Health News of Monday, 30 September 2013
Source: Graphic Online
The Management of Korle Bu Teaching Hospital (KBTH) has reverted to the old service rates, following queries raised by the Committee on Subsidiary Legislation of Parliament about the legality of new charges introduced by the hospital. The hospital introduced new service charges on September 17, 2013, but they attracted criticisms from the public and Parliament.
On September 18, the Subsidiary Committee of Parliament described the new fees as “illegal and unconstitutional” and ordered management of KBTH to stop charging them.
In response to the committee’s directive, the management of Korle Bu apologised to the public, particularly to patients, for the inconvenience and negative impression the management’s action had caused them.
When the Daily Graphic visited the hospital yesterday, it was discovered that calm had returned to the various departments of the hospital as patients were asked to pay the old charges.
A 43-year-old woman, Ms Eugenia Sarpong, who claimed to have paid GH¢16 for a new folder last Monday, said she was made to pay GH¢9 when she went for a new folder for her younger sister yesterday.
“I was not surprised because I knew that the government would direct them to stop because it was not legal,” she said
Ms Sarpong said although the management of the hospital had reverted to the old charges, there was the need for measures to be put in place to ensure that it did not happen again.
A health official at the Outpatients Department (OPD), who spoke on condition of anonymity, said the charge for a new folder that rose to GH¢16 had been reverted to the previous GH¢9.
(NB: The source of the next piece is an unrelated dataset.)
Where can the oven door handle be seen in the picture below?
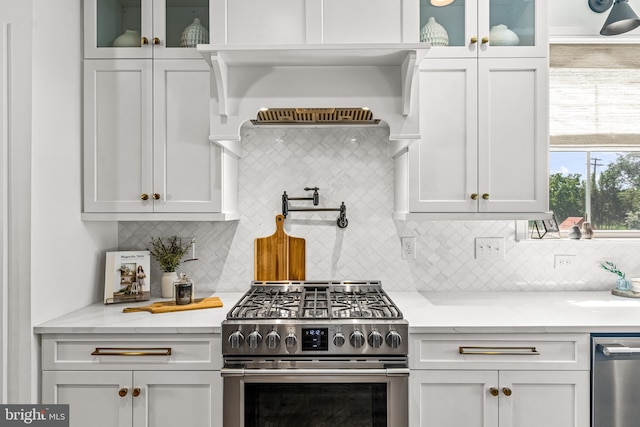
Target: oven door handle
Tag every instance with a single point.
(241, 372)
At the Central Laboratory, patients who paid GH¢14 for undergoing a full blood count (FBC) when the new charges were effected on Friday paid the previous charge of GH¢10 for the same service.
A visit to other departments including the Children’s Block revealed that management had reverted to the old charges.
When the acting Chief Executive Officer of Korle Bu, Dr David Nortey, was contacted, he said the decision of the hospital to increase its charges was not done with the intention to overburden patients.
He promised that management would refund the overpaid service charges to the affected patients and urged the public not to lose confidence in the hospital.
Dr Nortey said even though the hospital’s management was embarrassed by the turn of events, it was ready to put in place measures to forestall a repetition of what had happened.